NFL Asks CFTC to Restrict Certain Prediction Market Contracts
Last Updated: May 18, 2026 2:00 PM EDT • 2 minute read X Social Google News Link
The NFL has sent a formal letter to the Commodity Futures Trading Commission (CFTC), urging the agency to prohibit specific categories of sports-related prediction market contracts. The league is raising alarms about integrity and the potential for manipulation on rapidly growing platforms with little regulatory oversight.
The league's senior vice president for government affairs and public policy, Brendon Plack, submitted the letter to CFTC Chairman Michael Selig as the commission works through an active rulemaking process governing prediction market apps. The NFL focused specifically on contracts it believes a single actor could too easily influence.
The league is also pushing for the removal of contracts tied to information known before a game begins and to any contract tied to player injuries.
Beyond specific contract restrictions, the NFL called for raising the minimum age to participate in sports-related prediction market contracts from 18 to 21, consistent with the standards of most of the best sports betting sites.
The league also recommended that platforms establish formal data-sharing arrangements with state gaming regulators and create a distinct certification pathway for player performance contracts rather than allowing platforms to continue self-certifying them. Margin trading on sports contracts was flagged for elimination as well.
The NFL has not partnered with any prediction market platform and remains one of the few major professional leagues to hold that position, alongside the NBA and NCAA.
MLB takes the opposite approach
While the NFL pushes for tighter restrictions, MLB has moved firmly in the other direction. In March, MLB finalized a multi-year exclusive partnership with Polymarket, making the platform the only prediction market operator permitted to use official team logos and marks.

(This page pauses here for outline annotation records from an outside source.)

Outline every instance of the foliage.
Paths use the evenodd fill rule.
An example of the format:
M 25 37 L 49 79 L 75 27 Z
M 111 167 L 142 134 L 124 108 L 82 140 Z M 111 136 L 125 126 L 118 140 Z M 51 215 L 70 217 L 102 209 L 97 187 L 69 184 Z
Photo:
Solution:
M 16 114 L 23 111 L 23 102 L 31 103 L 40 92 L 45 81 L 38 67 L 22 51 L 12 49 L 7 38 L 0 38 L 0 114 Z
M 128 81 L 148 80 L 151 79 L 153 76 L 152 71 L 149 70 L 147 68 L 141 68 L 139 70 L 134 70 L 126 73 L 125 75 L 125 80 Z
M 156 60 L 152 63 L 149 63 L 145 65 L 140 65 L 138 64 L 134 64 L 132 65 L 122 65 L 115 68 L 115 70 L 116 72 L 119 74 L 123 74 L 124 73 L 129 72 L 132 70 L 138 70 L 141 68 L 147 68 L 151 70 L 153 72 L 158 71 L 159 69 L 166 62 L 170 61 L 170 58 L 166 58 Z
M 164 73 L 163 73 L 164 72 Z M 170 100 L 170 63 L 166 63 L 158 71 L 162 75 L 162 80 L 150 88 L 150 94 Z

The deal was valued at somewhere between $150 million and $300 million, with the financial structure still subject to some uncertainty depending on extension options.
The agreement positions Polymarket as MLB's exclusive prediction market partner, giving it direct access to league data through Sportradar, MLB's global data distribution and integrity partner. Sportradar confirmed it sees a meaningful revenue opportunity in the prediction markets space and noted that its data can still be supplied to other platforms outside the exclusive arrangement.

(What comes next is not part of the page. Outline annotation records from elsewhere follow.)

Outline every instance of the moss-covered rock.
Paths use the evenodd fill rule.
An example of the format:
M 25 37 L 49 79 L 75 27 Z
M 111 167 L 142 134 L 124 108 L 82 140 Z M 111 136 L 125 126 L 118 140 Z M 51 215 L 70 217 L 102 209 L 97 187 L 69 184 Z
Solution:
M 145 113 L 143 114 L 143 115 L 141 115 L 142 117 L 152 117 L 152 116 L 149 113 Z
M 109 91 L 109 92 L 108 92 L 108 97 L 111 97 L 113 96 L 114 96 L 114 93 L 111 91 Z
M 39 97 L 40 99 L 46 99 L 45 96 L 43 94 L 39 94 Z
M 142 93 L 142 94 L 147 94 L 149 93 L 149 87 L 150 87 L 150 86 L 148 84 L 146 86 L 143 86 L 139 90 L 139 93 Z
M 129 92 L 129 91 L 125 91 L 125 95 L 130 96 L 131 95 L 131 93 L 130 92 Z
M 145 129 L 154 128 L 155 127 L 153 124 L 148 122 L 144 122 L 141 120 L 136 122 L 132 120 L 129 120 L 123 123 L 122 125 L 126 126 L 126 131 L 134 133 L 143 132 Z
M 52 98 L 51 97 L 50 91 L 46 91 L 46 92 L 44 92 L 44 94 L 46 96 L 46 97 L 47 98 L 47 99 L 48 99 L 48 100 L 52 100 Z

MLB Commissioner Rob Manfred had signaled the league's openness to a formal partnership, arguing that structured agreements were the most effective way to maintain integrity standards. The move follows similar deals Polymarket struck with the NHL, MLS, and UFC.
NHL Commissioner Gary Bettman has noted that formal partnerships allow leagues to flag and remove contracts they find inappropriate, a level of oversight that independent platform operations would not otherwise provide.
The NFL's posture and MLB's full embrace of the industry illustrate just how divided professional sports remain on prediction markets. The CFTC's rulemaking process will likely shape how much runway leagues and platforms have going forward.